The premier last week announced the UK had agreed to make significant changes to the Constitution, including a mandatory requirement for consultation on any proposed legislation or Orders in Council that will directly impact the Cayman Islands, and the removal of key reserve powers from the governor to write legislation, disallow legislation and write standing orders for the LA.

Consensus a good move

Both McLaughlin and McLean on Thursday welcomed the consensus they had achieved to push the changes forward.

“It makes me feel more satisfied of my tenure as a legislator and the people can rest assured, I am not going to do something to adversely affect the country, more to move it into a direction that they can dictate their destiny,” McLean said.

The premier said while there was quite a bit of pushback over the last year with the changes within the hierarchy of the official opposition, he was able to get the support he needed to have the changes accepted.

“I have a good personal relationship with every member of this house and we are all reasonable people and all of us want the best for Cayman and in the end all of us were persuaded that this is the right thing to do,” he said.

McLean said prior to the release of the draft order from the UK, his team only had a broad understanding of the changes. After having read the full scope of what was being proposed, however, he believes it is something that will be good for Cayman. That said, two main areas of concern remain for him; the governor’s ability to address the Legislative Assembly and the addition of an eighth minister.

He said the premier has addressed both areas.

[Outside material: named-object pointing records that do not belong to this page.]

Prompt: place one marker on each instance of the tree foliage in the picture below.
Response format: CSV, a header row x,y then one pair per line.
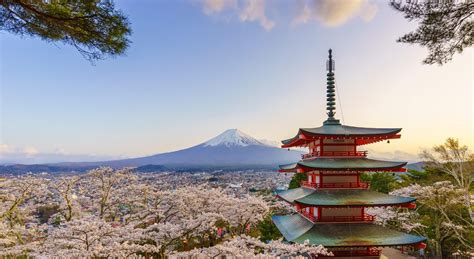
x,y
445,27
444,201
110,213
94,27
380,181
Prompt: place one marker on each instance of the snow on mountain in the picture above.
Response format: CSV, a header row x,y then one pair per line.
x,y
232,148
271,143
233,137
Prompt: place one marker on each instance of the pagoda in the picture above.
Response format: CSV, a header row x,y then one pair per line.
x,y
330,206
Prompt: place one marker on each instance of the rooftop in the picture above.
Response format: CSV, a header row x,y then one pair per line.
x,y
357,164
296,228
341,197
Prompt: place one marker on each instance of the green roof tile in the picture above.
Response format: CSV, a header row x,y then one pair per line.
x,y
341,197
344,164
342,130
341,235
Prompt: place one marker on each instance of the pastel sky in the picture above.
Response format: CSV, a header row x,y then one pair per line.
x,y
197,68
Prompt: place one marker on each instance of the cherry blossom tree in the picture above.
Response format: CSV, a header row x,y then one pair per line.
x,y
117,214
458,162
439,215
249,247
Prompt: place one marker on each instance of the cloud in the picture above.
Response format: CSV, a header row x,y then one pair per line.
x,y
30,155
30,151
6,149
330,13
216,6
246,10
254,10
334,13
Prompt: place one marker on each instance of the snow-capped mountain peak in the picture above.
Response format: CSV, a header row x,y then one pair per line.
x,y
233,137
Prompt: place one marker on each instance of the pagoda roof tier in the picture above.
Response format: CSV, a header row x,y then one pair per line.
x,y
363,136
295,228
341,197
343,164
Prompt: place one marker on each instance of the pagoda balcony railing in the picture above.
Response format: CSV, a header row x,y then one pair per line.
x,y
334,154
359,185
368,252
364,218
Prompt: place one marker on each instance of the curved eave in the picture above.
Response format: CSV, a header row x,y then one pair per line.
x,y
363,135
298,229
344,164
307,197
356,204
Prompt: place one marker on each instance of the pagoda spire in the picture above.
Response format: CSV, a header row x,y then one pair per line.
x,y
331,96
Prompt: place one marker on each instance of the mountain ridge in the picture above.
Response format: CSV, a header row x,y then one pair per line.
x,y
230,149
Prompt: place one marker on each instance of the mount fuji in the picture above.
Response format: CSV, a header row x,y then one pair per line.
x,y
232,149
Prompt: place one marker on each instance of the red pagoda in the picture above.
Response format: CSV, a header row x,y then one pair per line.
x,y
331,204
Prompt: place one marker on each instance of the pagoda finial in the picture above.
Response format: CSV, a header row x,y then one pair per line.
x,y
331,96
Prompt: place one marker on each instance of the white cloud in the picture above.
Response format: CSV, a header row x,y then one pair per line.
x,y
254,10
247,10
216,6
330,13
4,149
334,13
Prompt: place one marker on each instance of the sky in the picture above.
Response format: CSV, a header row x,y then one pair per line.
x,y
196,68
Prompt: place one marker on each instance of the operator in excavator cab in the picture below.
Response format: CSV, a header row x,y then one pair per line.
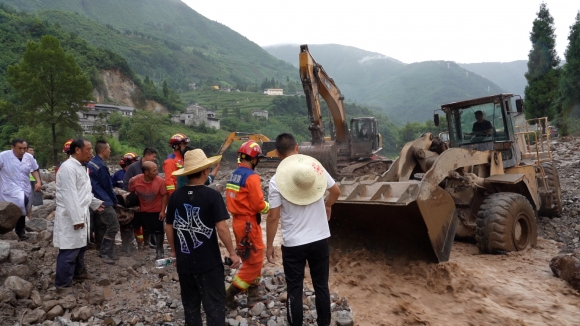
x,y
481,127
245,201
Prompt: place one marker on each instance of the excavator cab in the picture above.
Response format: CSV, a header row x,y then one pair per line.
x,y
484,124
366,139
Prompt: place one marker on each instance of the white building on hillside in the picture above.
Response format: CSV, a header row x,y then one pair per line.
x,y
274,91
195,115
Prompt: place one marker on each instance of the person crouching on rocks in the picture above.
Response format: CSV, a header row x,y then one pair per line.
x,y
245,201
196,216
152,194
72,222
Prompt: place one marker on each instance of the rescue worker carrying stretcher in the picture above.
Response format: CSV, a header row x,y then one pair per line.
x,y
245,201
174,161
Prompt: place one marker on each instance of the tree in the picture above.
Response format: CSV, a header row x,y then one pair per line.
x,y
542,76
51,86
165,89
570,78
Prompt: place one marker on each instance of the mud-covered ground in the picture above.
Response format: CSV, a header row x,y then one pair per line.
x,y
470,289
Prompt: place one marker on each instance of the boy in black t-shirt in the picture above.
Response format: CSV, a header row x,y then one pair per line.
x,y
194,214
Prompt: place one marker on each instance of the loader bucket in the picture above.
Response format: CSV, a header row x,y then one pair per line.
x,y
391,217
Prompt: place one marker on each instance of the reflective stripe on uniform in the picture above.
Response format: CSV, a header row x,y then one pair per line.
x,y
233,187
266,208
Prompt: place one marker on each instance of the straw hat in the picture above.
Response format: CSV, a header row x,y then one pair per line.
x,y
195,161
301,179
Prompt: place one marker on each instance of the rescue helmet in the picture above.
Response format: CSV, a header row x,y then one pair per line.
x,y
66,147
251,149
128,159
178,139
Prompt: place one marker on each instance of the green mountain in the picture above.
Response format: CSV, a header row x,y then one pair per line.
x,y
164,39
406,92
508,75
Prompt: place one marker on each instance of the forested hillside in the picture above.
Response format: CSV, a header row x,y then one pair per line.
x,y
510,76
406,92
166,40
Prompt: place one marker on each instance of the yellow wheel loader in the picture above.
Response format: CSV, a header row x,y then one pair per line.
x,y
490,185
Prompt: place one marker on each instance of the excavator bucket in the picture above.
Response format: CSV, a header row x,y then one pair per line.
x,y
392,218
397,214
324,153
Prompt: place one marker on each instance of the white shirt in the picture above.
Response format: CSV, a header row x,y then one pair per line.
x,y
300,224
73,198
15,178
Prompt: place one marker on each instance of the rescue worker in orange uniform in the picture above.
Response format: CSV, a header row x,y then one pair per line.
x,y
245,201
174,161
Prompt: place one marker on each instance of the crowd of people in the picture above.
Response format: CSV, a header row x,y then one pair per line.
x,y
190,215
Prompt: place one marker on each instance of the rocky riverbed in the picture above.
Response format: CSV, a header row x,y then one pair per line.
x,y
367,289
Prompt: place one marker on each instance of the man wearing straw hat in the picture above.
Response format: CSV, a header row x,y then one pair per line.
x,y
245,201
194,214
297,201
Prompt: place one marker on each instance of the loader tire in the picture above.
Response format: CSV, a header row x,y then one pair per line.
x,y
553,181
505,222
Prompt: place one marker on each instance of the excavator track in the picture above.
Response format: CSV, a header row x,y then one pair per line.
x,y
368,167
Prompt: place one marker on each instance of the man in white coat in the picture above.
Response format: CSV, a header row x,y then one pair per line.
x,y
72,219
15,167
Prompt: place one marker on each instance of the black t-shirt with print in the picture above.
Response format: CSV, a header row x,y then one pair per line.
x,y
194,211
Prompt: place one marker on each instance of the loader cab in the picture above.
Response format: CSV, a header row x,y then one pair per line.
x,y
483,124
365,136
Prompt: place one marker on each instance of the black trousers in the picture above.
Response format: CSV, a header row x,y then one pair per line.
x,y
294,261
21,223
207,288
150,222
69,263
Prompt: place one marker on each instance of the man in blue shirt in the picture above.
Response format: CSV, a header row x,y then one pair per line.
x,y
102,189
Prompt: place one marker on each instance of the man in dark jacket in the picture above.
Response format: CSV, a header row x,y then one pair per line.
x,y
102,189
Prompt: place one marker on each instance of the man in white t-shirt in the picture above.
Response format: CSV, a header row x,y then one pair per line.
x,y
297,201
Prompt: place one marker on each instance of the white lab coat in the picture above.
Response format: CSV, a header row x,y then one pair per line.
x,y
73,199
15,180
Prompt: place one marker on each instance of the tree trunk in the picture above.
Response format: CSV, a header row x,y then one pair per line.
x,y
54,150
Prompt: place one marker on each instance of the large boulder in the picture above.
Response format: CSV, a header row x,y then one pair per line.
x,y
18,256
4,251
44,210
9,215
36,225
20,287
567,267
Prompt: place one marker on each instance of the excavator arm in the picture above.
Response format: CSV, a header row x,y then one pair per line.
x,y
316,82
236,135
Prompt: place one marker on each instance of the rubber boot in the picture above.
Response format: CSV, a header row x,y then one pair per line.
x,y
160,254
112,252
139,237
231,293
126,240
106,245
254,295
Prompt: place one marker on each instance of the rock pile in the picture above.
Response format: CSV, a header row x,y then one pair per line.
x,y
132,292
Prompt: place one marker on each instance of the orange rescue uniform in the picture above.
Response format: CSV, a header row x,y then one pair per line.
x,y
172,163
245,200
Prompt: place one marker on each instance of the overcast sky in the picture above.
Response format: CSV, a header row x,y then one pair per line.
x,y
464,31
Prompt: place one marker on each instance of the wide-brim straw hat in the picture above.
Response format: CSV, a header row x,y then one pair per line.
x,y
301,179
195,161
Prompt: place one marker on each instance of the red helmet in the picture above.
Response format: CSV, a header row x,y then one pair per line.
x,y
66,147
251,149
128,159
178,139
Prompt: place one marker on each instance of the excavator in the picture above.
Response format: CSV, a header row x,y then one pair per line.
x,y
490,185
345,152
270,160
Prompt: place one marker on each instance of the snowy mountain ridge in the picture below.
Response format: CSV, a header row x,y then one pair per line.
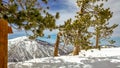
x,y
22,48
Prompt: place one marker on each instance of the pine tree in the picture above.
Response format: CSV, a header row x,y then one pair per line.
x,y
29,15
101,17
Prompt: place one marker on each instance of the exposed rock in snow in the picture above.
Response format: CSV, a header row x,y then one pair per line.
x,y
22,48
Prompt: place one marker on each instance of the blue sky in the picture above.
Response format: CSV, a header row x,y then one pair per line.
x,y
68,9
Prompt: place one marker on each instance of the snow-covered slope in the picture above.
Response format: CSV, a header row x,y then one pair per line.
x,y
22,48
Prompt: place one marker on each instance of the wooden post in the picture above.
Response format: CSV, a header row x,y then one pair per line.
x,y
4,30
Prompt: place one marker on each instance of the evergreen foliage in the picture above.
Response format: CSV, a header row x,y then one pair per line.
x,y
29,15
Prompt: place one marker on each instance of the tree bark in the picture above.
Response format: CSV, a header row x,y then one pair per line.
x,y
56,46
76,50
3,43
97,40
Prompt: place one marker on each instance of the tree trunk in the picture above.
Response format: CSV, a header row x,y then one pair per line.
x,y
56,46
76,50
3,43
97,39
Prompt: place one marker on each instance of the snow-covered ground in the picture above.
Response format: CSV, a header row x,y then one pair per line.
x,y
104,58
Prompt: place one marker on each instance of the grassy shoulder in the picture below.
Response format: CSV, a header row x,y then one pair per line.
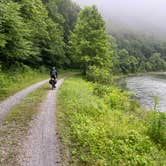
x,y
16,124
14,80
101,126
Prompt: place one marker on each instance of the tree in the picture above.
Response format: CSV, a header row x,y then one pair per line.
x,y
14,34
89,44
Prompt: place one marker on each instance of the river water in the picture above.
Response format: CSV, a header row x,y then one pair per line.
x,y
148,87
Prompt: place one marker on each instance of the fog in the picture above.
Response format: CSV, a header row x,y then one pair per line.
x,y
141,15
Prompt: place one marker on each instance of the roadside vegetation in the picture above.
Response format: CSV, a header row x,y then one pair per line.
x,y
100,125
16,124
18,78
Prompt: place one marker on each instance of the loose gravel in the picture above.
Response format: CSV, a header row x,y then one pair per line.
x,y
42,145
7,104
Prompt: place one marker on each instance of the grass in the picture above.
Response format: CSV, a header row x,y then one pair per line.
x,y
103,130
13,81
16,124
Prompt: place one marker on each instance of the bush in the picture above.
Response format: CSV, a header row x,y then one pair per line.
x,y
16,78
97,130
157,127
99,75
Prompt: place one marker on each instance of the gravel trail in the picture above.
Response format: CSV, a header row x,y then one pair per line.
x,y
7,104
42,145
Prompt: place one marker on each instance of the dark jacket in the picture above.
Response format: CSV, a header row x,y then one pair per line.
x,y
53,73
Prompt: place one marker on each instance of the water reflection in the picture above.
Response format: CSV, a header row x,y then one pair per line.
x,y
147,87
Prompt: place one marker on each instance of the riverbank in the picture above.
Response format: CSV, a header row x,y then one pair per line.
x,y
100,125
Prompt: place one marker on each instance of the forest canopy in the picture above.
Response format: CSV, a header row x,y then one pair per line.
x,y
55,32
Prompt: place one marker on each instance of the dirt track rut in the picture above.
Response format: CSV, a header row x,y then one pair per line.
x,y
42,145
7,104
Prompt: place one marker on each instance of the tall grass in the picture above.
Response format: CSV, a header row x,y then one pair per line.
x,y
100,130
17,78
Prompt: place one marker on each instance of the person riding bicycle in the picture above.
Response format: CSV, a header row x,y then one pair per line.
x,y
53,75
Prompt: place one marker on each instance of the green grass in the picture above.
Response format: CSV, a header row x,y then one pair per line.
x,y
103,130
16,124
13,81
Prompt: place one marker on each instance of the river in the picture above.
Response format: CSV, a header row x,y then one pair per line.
x,y
147,87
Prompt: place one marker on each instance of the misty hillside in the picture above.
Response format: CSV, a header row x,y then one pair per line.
x,y
147,17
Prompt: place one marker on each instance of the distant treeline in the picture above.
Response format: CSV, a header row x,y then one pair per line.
x,y
137,53
35,32
55,32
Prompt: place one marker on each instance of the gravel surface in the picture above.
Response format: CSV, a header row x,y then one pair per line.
x,y
7,104
42,145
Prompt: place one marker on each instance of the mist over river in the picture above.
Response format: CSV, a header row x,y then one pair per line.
x,y
148,86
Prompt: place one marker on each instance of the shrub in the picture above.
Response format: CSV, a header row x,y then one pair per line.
x,y
99,75
98,132
157,127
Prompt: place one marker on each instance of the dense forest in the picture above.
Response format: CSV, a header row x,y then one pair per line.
x,y
37,33
138,53
99,124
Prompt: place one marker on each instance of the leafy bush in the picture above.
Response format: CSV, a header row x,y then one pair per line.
x,y
157,127
18,77
98,132
99,75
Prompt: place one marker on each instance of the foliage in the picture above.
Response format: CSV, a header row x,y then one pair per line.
x,y
137,53
99,75
89,44
18,77
32,32
101,130
15,126
157,128
14,34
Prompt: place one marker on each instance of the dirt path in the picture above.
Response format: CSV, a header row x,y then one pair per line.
x,y
42,145
7,104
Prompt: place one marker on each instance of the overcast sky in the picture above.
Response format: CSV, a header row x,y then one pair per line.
x,y
141,14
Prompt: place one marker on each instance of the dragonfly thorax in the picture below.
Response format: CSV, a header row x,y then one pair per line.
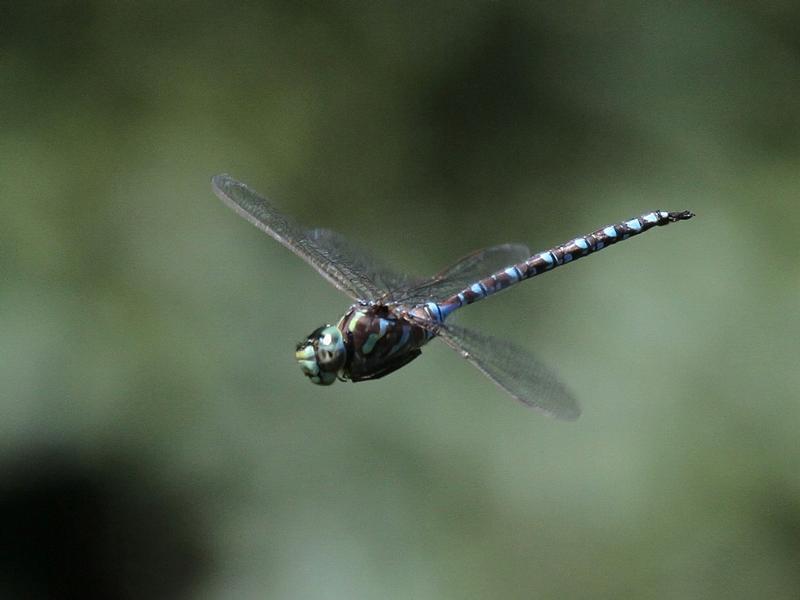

He believed the inclusion of an eighth minister would, among other things, create problems to get to the two-thirds majority to unseat a sitting premier.

He said McLaughlin has agreed to postpone that provision until the next elections.

“Any legislator in any country would want more control over the destiny of his country; that is the objective of being a legislator,” McLean said.

Former Opposition Leader Ezzard Miller, who was part of the negotiating team that went to the UK to fight for the changes, said he was pleased the changes can move forward.

“I believe if we are going to progress and become more mature in our political processes in Cayman, it is important that Parliament have some authority. This is the only arm of government that is elected by the people and unelected by the people if you’re not doing the right job,” Miller said.

He said his contribution to the changes will remain with him.

“I think it is one of the things I can look back, as I get older, and say that I contributed to this improvement in the governance of Cayman by Caymanians and there is a certain level of self-satisfaction in having been a part of that,” Miller said.

The legislators were running against the clock to achieve consensus as the UK elections will be held on 12 Dec. and there is no guarantee the incoming government would accept the changes.

What the joint letter said

In the letter to the UK, the premier indicated that following discussions with members of the Legislative Assembly, they have agreed that although the changes proposed are “not minor, they are nonetheless uncontroversial”.

“In such circumstances and in accordance with your letter, we believe that a referendum is neither necessary nor appropriate and instead our agreement to the reforms will eventually be confirmed through a resolution in the Legislative Assembly,” the premier said in his letter to Lord Ahmad.

He said now that the letter has been dispatched, the UK government can proceed to take the necessary steps to have the Constitution Amendment Order made by the Privy Council.
“In the meantime, we will proceed by motion to debate the amendments in the House following the conclusion of Finance Committee,” McLaughlin said.

The premier, in his letter, said the relevant Hansard transcript of the resolution by the Legislative Assembly at the conclusion of the debate on the package of reforms will be provided to Lord Ahmad.